Question

What is the oxidation state of Mn in $ \text{KMn}{{\text{O}}_{4}} $ ?
(A) $ -7 $
(B) $ -3 $
(C) 0
(D) $ +3 $
(E) $ +7 $

Answer 1

Hint: $ {{\text{M}}^{0}}\to {{\text{M}}^{+}}+{{\text{e}}^{-}} $ oxidation reaction $ +1 $
 $ {{\text{M}}^{+}}+{{e}^{-}}\to {{\text{M}}^{0}} $ Reduction 0
Oxidation state is the hypothetical charge an atom would have if all bonds to atoms of different elements were treated as ionic.
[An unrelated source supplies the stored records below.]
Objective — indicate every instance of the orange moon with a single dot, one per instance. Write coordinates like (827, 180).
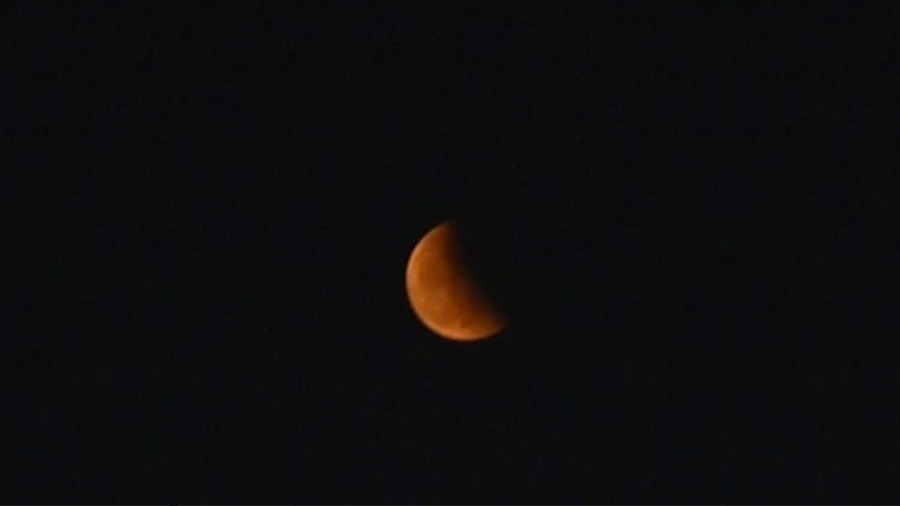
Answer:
(444, 294)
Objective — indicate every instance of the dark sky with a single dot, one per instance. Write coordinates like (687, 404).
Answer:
(689, 218)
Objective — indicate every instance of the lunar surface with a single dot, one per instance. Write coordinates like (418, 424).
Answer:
(444, 294)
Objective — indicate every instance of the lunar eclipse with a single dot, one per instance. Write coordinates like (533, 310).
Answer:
(443, 292)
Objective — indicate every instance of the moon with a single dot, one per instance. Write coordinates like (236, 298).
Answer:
(444, 294)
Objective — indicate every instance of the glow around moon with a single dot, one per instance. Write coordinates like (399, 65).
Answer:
(444, 294)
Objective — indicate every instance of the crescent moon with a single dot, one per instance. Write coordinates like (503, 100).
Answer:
(444, 294)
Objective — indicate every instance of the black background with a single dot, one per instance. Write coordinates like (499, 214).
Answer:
(689, 218)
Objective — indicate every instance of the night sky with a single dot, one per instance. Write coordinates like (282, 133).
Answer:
(689, 219)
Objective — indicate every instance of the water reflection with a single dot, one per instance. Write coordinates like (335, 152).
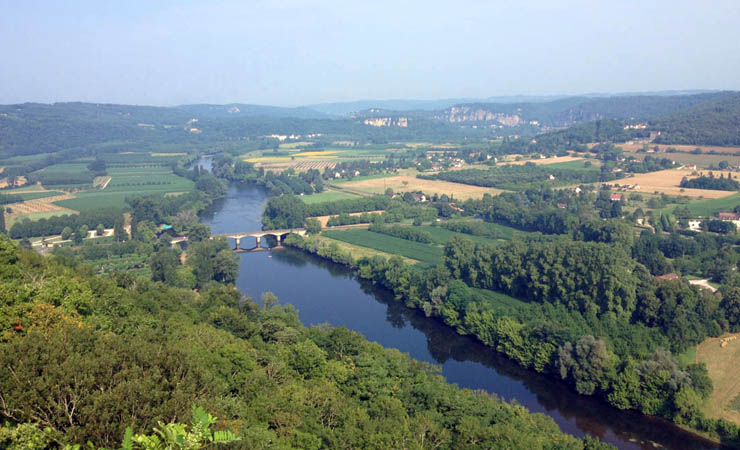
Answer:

Complete step by step Solution
 $ \text{KMn}{{\text{O}}_{4}} $ dissociated as $ {{\text{K}}^{+}} $ and $ \text{MnO}_{4}^{-} $ .
Thus we will now calculate the oxidation number of Mn l. let us suppose it has an oxidation state of X. Thus the equation is –
 $ 1+\text{X}-8=0 $
Thus the value of X is $ +7 $
The equation has been written in that manner because $ \text{KMn}{{\text{O}}_{4}} $ has an overall oxidation number of 0.K has an oxidation number of $ +1 $ and o has an oxidation number on both the sides should be balanced and hence we get the value to be $ +7 $
So option E correct answer

Additional information
The oxidation number of a free element is always 0.
The oxidation number of a monatomic ion equals the charge of the ion.
The oxidation number of H is $ +1 $ , but it is $ -1 $ in when combined with less electronegative elements.
The oxidation number of O in compounds is usually $ -2 $ , but it is $ -1 $ in peroxides.
Rules of Assigning Oxidation Number to Elements
Rule 1: the oxidation number of an element in its free state is zero
Rule 2: the oxidation number of monatomic ions is the same as the charge on the ion.
Rule 3: the sum of all oxidation numbers in a neutral compound is zero.

Note
Oxidation number also called oxidation state, the total number of electrons that an atom either gains or loses in order to form a chemical bond with another atom.The oxidation number of hydrogen is almost always $ +1 $ when it is in a compound.